Webwecker Bielefeld: fluechtlingekritik01

Flüchtlingsinitiativen kritisieren Ausländerbehörde (13.08.2003)



Wenig Mitgefühl zeigte der Kreis Gütersloh nach der versuchten Selbstverbrennung eines Türken in der Ausländerbehörde Rheda-Wiedenbrück. Flüchtlingsinitiativen in OWL sind über die Äußerungen der Behörden empört und protestieren in einer gemeinsamen Erklärung.

Von Mario A. Sarcletti

Der Bielefelder Flüchtlingsrat, das Internationale Begegnungszentrum Detmold, das Bielefelder IBZ und das Friedensbüro Lemgo kritisieren in einer gemeinsamen Presseerklärung die Reaktionen des Kreises Gütersloh auf die versuchte Selbstverbrennung eines türkischen Mannes am 31. Juli in Rheda-Wiedenbrück. Sie seien »absolut menschenverachtend und zynisch«, heißt es in der Presseerklärung, mit der sich auch das christliche geprägte Ökumenische Netzwerk Bielefeld zum Schutz von Flüchtlingen solidarisiert.

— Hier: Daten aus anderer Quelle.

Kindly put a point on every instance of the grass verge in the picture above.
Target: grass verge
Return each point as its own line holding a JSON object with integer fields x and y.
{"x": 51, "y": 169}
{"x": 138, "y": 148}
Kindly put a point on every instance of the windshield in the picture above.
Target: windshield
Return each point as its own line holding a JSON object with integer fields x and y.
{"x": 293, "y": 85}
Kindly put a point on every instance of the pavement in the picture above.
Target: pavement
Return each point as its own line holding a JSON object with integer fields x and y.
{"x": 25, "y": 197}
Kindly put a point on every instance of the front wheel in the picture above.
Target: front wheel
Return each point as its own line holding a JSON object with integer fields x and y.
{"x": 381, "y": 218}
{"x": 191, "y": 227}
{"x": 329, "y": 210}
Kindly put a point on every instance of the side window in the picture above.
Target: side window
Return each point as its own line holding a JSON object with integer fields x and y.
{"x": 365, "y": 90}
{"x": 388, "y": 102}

Der 33-jährige hatte sich in der Ausländerbehörde Rheda-Wiedenbrück mit Grillanzünder übergossen und in Brand gesteckt. Polizeibeamten gelang es ihn zu löschen, er wurde mit lebensgefährlichen Verbrennungen in eine Spezialklinik in Gelsenkirchen eingeliefert. Hintergrund der versuchten Selbstverbrennung ist eine Ausreiseverfügung gegen den Mann, die jüngst vom Oberverwaltungsgericht Münster bestätigt wurde. Die Verfügung war aufgrund von Verurteilungen wegen Verstößen gegen das Betäubungsmittelgesetz ergangen. Die Heirat einer Frau, die über eine Aufenthaltserlaubnis verfügt, hätte ihm allerdings die Wiedereinreise ermöglicht. Dass er trotz der Ehe erst ausreisen sollte, lässt die Flüchtlingsinitiativen nach dem grundgesetzlichen Schutz von Ehe und Familie im Falle von MigrantInnen und Flüchtlingen fragen.

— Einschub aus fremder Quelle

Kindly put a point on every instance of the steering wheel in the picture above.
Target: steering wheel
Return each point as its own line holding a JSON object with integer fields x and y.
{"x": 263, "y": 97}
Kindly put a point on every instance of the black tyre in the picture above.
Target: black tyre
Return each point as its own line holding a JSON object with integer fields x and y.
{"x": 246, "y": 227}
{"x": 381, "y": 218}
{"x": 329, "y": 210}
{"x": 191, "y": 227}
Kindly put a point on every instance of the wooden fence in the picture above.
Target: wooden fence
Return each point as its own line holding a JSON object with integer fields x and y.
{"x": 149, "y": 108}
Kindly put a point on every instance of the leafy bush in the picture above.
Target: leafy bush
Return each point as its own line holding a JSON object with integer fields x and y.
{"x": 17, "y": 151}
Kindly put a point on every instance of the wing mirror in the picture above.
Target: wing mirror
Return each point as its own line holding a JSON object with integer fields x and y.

Nach der Verzweiflungstat kündigte Landrat Sven-Georg Adenauer an, dass der Selbstmordversuch in die Bewertung einfließen werde, wann der Mann wieder einreisen darf. Wenn man die weiteren Äußerungen Adenauers betrachtet, dürfte die versuchte Selbstverbrennung - falls der Mann sie überlebt - die Rückkehr zu seiner Familie verzögern: »Es ist unglaublich, mit welchen Mitteln die Ausreise verhindert werden sollte. Wir lassen uns auch künftig nicht unter Druck setzen, erst recht nicht durch solche Aktionen«, zeigte der Landrat Härte.

Für die ist der Kreis Gütersloh unter Flüchtlingsinitiativen bekannt. Deshalb werten sie die Aussagen Adenauers auch nicht als »schuldabwehrende Schockreaktion«, wie es in der Erklärung aus der vergangenen Woche heißt. Die Ausländerbehörde des Kreises sei bekannt für ihre Härte gegenüber Flüchtlingen und für eine rigorose Abschiebepraxis. »Von dem Versuch der Mitarbeiter »humane Lösungen zu finden«, wie es der Landrat Adenauer bezeichnet, ist in vielen uns bekannten Fällen nichts zu spüren«, beschreiben die Initiativen ihre Erfahrungen mit der Ausländerbehörde des Kreises Gütersloh.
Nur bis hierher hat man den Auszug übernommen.